Et, vous savez que vu le budget général rehaussé lors du vote de la loi des finances à l’Assemblée nationale, cet argent qui devrait servir normalement le secteur de la santé, à l’éducation, n’a pas été utilisé à bon escient.

Donc, aujourd’hui, procéder à une réduction de 500 francs sur le prix du carburant à la pompe, c’est toujours bien. Mais, on ne peut que se réjouir cette réduction farfelue du gouvernement Alpha Condé.

En ce sens que nous n’avons pas voulu qu’on revienne quand même au montant de 8000 francs, parce qu’aujourd’hui le prix du baril sur le marché international est encore plus bas qu’il ne l’était qu’avant.

Les 500 francs amputés sur le prix du carburant à la pompe auront-il un impact positif sur la vie du peuple de Guinée ?

Je dirai non! Cette réduction n’aura pas un impact positif, parce que ces 500 GNF amputés sur le prix du carburant restent et demeurent insignifiants.

En ce sens que tous les prix vont rester les mêmes, donc ce qui va faire que ça aura un impact négatif réel sur le panier de la ménagère.

Je pense qu’en faisant une baisse significative, ça permettrait vraiment d’avoir un allègement sur la vie des populations guinéennes. Mais, la réduction des 500 francs sur le prix du carburant est comme une goutte d’eau dans un océan.

Il aurait fallu faire un peu plus pour le panier de la ménagère. Surtout qu’on continue de voir le train de vie de l’Etat qui explose.

Nous continuons à voir des tournées du chef de l’Etat qui coûtent très énormément cher et des distributions d’argent aux uns et aux autres de manière aléatoire. Mais ça, je vous dis qu’on appelle ça Alpha gouvernance.

Lors de la récente élection du maire de la commune de Matoto, l’UFDG et le RPG revendiquent être à la tête de cette mairie. Quel en est votre avis ?

Je m’en vais vous dire qu’après leur défaite cuisante face à l’UFDG, le RPG frustré a créé le cafouillage qui ne dit pas son nom. Pour rappel, l’élection communale s’est déroulée depuis le 4 février dernier. Et chaque fois que le RPG se voit en défaite, il a toujours créé des troubles.

Ils ne font pas l’élection, ils attendent d’être prêts pour acheter la conscience des conseillers d’autres bords politiques dans le but de gagner cette mairie de Matoto.

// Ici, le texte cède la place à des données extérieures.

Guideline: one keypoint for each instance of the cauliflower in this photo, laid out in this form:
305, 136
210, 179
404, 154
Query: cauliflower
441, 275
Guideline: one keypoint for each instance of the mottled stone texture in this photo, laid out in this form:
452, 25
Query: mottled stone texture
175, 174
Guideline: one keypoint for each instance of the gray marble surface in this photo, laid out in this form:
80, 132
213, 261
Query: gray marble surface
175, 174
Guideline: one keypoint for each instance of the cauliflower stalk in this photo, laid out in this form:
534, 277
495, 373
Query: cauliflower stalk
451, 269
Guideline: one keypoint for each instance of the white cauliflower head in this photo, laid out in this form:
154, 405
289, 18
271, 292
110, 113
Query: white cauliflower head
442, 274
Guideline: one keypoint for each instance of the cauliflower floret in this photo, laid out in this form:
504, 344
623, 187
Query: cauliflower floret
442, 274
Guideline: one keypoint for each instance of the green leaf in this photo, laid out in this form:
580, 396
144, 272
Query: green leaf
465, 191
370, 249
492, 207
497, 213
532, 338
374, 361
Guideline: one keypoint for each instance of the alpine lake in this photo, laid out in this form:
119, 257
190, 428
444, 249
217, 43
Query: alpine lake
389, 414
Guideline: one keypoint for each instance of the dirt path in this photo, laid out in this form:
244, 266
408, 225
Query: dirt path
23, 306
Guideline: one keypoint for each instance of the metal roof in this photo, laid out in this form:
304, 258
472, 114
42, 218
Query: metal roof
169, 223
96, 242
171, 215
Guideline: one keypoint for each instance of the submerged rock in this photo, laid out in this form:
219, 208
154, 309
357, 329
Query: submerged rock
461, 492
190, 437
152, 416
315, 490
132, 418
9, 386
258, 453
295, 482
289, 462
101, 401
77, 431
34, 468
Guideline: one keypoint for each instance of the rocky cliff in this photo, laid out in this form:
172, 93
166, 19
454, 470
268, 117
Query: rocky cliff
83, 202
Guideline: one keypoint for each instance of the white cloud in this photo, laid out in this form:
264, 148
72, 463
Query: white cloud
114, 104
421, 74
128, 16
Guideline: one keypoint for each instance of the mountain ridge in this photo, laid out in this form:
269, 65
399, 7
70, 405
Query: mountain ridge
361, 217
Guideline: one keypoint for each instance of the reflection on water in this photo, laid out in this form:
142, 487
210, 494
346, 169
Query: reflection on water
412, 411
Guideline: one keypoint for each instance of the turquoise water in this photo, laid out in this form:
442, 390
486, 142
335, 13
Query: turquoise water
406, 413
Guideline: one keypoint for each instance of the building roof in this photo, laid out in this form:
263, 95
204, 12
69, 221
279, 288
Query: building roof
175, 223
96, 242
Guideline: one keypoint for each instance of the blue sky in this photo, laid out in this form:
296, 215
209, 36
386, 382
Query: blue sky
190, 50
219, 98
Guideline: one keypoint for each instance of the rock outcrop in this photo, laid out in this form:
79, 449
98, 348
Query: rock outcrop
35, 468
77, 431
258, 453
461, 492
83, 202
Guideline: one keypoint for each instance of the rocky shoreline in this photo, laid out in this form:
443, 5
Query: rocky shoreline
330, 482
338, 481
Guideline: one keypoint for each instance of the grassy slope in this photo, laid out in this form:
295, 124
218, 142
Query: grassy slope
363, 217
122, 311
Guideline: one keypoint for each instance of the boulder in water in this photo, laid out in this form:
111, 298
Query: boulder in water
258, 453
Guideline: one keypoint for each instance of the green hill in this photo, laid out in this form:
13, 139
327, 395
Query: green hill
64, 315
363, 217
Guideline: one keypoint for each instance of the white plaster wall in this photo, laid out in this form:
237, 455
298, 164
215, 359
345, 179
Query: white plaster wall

Je m’en vais vous dire que malgré leurs forces financières pour acheter les conseillers, ils ont été battus. Le maire de Matoto a été élu, c’est Kalemodou Yansané et cela reste indiscutable.

Bien sûr que les forces du RPG se sont encore manifestées, les responsables du RPG ont déchiré des bulletins après leur défaite face à l’UFDG. Mais, nous n’acceptons pas la reprise de cette élection.

Cette élection est terminée, le maire élu reste Kalemodou Yansané. Maintenant, nous allons élire les vices-maires. Tout ceci pour vous dire simplement qu’Alpha gouvernance a été sanctionnée singulièrement dans la capitale Conakry où ils n’ont gagné aucune commune.

Que dites-vous lorsque Domani Doré dit reconnaître la victoire de Toss Camara comme Maire de Matoto ?

C’est une malhonnêteté intellectuelle. Vous êtes vingt personnes et dix-neuf ont reconnu la victoire d’une personne qui est Kalemodou Yansané.

Et, si elle est seule à dire qu’elle a reconnu la victoire de Toss Camara, je dirai que c’est une malhonnêteté intellectuelle, c’est une honte dans ce cadre qu’elle a l’habitude de faire ce genre de choses insensées.